You will hear a lot about being able to push yourself when running in a group, but sometimes this can be detrimental. If you overexert, you could cause yourself an injury, become over-exhausted, and just overdo it.

This can happen when you try to keep pace out of your comfort zone, or just aren’t concentrating on what your body is telling you. When running alone, you are able to tune into what your body is saying, and make adjustments.

The same goes for your thoughts, is there something on your mind that you would like to think through? Sometimes, running solo is the perfect time to enjoy the headspace that is hard to come by with work and family life.

Gets You Race Ready

A half or full marathon is a solo activity that means you are going to want to train by running solo at least leading up to race day. Anyone competing should be familiar with how it feels to run such distances without a friend by their side.

When you feel like quitting, that voice in your head needs to know that it can get through that wall of self-doubt because you have run such distances on your own before. Relying on someone else to keep pace, or to ensure that they are adequately hydrated and have eaten the right foods pre-race is never a good idea.

It’s Just Easier

When running as part of a group, you are always reliant on everyone turning up on time. You might be ready to go, having stretched and hydrated in anticipation of the start, only to have to wait 15 minutes for the last member to arrive.

Having to find the starting point can be annoying if you are unfamiliar with it, also, is the pace going to be too much for some of the slower runners? Running as part of a group requires more patience, careful planning, and reliance on everyone being timely.

Even if these are not the sort of things to bother you usually, they can impact a straightforward run.

You Can Listen To All The Music You Like

Every running group is different and every runner is too. Sometimes you might be part of a group who likes to spend a lot of their running time concentrating with music in their ears, whilst other times they want to chat.

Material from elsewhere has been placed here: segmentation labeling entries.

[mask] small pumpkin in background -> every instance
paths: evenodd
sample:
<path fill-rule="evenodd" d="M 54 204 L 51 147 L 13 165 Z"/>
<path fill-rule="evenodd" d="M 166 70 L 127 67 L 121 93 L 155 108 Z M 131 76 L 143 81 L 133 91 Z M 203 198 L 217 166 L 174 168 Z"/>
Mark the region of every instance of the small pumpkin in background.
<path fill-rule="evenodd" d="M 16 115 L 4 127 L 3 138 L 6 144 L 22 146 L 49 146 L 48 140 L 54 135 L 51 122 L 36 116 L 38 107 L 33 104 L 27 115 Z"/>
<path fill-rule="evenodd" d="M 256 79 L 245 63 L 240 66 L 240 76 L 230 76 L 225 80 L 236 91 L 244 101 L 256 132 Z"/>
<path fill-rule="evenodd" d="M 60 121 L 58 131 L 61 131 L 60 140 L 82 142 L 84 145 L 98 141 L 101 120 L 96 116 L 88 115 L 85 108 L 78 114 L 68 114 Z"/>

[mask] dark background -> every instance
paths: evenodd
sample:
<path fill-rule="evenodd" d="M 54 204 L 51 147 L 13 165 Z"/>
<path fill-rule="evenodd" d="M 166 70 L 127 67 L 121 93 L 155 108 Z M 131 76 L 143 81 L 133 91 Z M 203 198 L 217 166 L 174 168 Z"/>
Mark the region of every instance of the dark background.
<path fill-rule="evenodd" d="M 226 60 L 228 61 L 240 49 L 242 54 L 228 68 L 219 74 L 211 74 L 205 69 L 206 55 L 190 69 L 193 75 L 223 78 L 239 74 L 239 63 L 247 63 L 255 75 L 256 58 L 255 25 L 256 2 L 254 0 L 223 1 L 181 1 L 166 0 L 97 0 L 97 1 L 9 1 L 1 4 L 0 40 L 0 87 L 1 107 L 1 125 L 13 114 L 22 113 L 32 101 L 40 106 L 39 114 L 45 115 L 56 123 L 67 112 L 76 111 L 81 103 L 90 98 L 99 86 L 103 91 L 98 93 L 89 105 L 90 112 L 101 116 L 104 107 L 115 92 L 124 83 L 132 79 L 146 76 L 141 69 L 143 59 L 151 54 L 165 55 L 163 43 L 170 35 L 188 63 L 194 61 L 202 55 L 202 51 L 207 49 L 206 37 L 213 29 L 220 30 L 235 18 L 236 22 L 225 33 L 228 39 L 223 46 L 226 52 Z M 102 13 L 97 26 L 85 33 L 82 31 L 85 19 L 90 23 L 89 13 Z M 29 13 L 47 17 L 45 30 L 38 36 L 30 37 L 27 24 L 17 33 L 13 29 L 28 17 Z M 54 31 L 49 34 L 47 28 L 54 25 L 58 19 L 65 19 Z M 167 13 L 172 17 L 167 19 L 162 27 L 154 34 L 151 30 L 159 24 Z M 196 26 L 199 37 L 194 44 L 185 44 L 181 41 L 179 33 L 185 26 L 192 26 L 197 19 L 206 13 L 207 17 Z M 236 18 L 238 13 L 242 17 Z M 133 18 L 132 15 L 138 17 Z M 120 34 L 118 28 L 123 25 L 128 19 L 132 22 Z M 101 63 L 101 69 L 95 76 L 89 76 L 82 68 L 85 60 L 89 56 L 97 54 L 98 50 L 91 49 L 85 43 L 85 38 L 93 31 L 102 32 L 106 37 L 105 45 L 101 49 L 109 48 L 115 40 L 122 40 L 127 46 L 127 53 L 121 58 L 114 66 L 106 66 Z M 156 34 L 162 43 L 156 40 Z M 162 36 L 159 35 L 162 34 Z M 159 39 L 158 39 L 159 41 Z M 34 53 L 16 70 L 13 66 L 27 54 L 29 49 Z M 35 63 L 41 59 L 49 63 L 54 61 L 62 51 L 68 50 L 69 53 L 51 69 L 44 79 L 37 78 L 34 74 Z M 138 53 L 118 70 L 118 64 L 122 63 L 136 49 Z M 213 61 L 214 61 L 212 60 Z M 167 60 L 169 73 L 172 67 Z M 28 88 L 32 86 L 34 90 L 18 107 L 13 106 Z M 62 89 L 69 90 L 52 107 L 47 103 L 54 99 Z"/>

Depending on your mood or how you like to run, this can be an advantage or disadvantage. Being able to plug your favorite, motivational music can not only help to pass the time faster, but it can be one of the best parts of running.

Concentrate On Form

People are distracting. Like we mentioned, you might be part of a running group that is more social over serious. If this suits you, then great! However, if you are trying to make improvements, this can be difficult if you are not able to fully concentrate.

Unless it is second nature, a serious runner will want to be able to work on their breathing, form, and pace. All these things are a little more challenging when discussing your plans for the weekend.

Being able to stretch halfway through can be beneficial, and something that is not so easy if you are worried about slowing a group.

Easier To Recover From Injury

We’ve mentioned listening to your body, and how it is easier when running solo, but the same goes for coming back from injury.

Pushing yourself too much too quickly can be detrimental and undo a lot of the good work that comes with recovery. It is vital that a runner goes at the pace that feels comfortable when trying to recover from something whether it is running related or not.

You Get To Take In Your Surroundings

We’re not going to say that either solo or group running makes the time go faster, as everyone is different. However, one thing that tends to be true is that it can be easier to take in the surroundings when running alone.

Whether running through a forest, on a trail, path, or around a lake, running alone gives you the time and headspace to take in everything around you.